Abstract
1002
Objectives Nonuniform dose distributions, that result from lognormal activity distributions, can be a significant limiting factor in radioimmunotherapy (RIT). This study describes a method of formulating cocktails of radiolabeled antibodies (Ab), which can overcome the therapeutic limitation caused by lognormal distributions.
Methods Four fluorochrome-conjugated monoclonal Abs were added to culture medium (1:1:1:1 μg/mL). MDA-MB-231 human breast cancer cells were then treated with different concentrations of the Ab cocktail. The amount of each antibody, bound to each cell, was quantified with flow cytometry. A spreadsheet was created to “arm” the antibodies with any desired radionuclide and specific activity, calculate the absorbed dose to each cell, and perform a Monte Carlo simulation of the surviving fraction (SF) of cells upon exposure to cocktails containing different permutations of the Abs.

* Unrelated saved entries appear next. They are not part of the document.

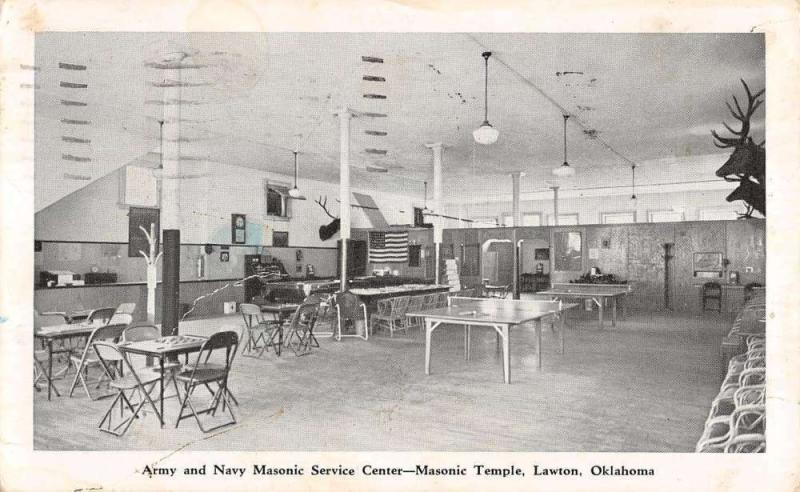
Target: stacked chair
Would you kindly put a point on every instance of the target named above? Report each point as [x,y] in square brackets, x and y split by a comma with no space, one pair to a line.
[736,422]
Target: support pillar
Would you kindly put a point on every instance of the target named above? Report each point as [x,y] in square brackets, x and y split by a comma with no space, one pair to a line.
[437,148]
[344,193]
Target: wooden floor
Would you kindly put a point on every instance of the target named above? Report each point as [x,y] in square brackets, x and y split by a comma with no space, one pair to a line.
[645,385]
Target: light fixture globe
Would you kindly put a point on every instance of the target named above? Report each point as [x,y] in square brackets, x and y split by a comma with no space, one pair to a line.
[485,134]
[564,171]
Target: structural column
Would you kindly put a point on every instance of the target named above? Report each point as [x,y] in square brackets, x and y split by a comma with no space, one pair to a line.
[437,148]
[515,198]
[170,199]
[344,193]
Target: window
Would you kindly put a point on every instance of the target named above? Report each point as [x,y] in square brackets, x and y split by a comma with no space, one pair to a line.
[280,239]
[617,217]
[277,200]
[664,216]
[564,219]
[717,213]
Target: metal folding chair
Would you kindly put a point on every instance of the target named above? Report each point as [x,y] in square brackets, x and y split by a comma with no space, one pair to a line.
[261,333]
[203,373]
[112,361]
[87,360]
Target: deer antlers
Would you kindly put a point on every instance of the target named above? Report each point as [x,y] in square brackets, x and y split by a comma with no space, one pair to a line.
[324,205]
[753,102]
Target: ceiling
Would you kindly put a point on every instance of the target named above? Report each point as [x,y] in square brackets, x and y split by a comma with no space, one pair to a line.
[251,99]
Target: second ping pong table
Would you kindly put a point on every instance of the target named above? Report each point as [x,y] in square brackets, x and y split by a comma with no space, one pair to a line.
[500,314]
[598,293]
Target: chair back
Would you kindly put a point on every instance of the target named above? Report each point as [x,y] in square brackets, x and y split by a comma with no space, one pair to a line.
[126,308]
[350,307]
[101,314]
[120,319]
[140,333]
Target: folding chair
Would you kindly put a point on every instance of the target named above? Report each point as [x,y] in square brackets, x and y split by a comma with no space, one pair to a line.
[141,333]
[86,360]
[261,333]
[301,327]
[202,373]
[112,361]
[350,311]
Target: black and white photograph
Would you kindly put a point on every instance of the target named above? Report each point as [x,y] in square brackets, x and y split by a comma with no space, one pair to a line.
[435,243]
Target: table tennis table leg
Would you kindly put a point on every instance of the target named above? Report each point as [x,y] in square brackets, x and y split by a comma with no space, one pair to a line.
[507,356]
[613,311]
[538,327]
[600,311]
[467,341]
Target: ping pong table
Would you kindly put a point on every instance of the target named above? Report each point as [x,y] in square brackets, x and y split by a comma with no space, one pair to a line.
[499,314]
[598,293]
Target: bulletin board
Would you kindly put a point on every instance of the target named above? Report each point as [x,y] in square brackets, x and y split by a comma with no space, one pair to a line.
[568,251]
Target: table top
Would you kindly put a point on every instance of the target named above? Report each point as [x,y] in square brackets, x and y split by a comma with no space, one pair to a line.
[503,311]
[587,289]
[164,345]
[68,329]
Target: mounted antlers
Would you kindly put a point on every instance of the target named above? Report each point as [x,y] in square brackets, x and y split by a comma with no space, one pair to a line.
[327,231]
[746,164]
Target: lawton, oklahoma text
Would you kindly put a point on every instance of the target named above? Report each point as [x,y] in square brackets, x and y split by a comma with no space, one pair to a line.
[418,470]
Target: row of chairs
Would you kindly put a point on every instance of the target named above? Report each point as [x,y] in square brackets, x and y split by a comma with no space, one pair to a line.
[736,422]
[391,313]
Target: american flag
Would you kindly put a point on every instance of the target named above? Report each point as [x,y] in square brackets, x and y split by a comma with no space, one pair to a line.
[388,247]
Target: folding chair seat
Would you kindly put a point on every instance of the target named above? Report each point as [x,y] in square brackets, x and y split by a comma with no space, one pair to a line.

Results Activity delivered to the least labeled cell can be increased by as much as 270% in quadruple Ab cocktails, relative to the best-performing single Ab. This was reflected in the SF decrease observed as the number of Abs in the cocktail increased. There was also a large difference (up to 16 logs) in the SF when a uniform Ab distribution was assumed and compared with the experimentally observed lognormal distribution.
Conclusions These findings demonstrate promise for improved therapeutic effectiveness of RIT with customized antibody cocktails. A near tripling of the minimum cellular absorbed dose by the cocktail can translate into a substantial increase in overall tumor cell killing. The quantitative comparisons between uniform and lognormal activity distributions highlight the hurdle that lognormal distribution of antigen expression represents. This methodology provides a foundation for the pre-treatment prediction of tumor cell survival when planning RIT treatments for a given patient.
Research Support NIH/NCI 5R25CA019536-32, UMDNJ Foundation Grant #PC85-12.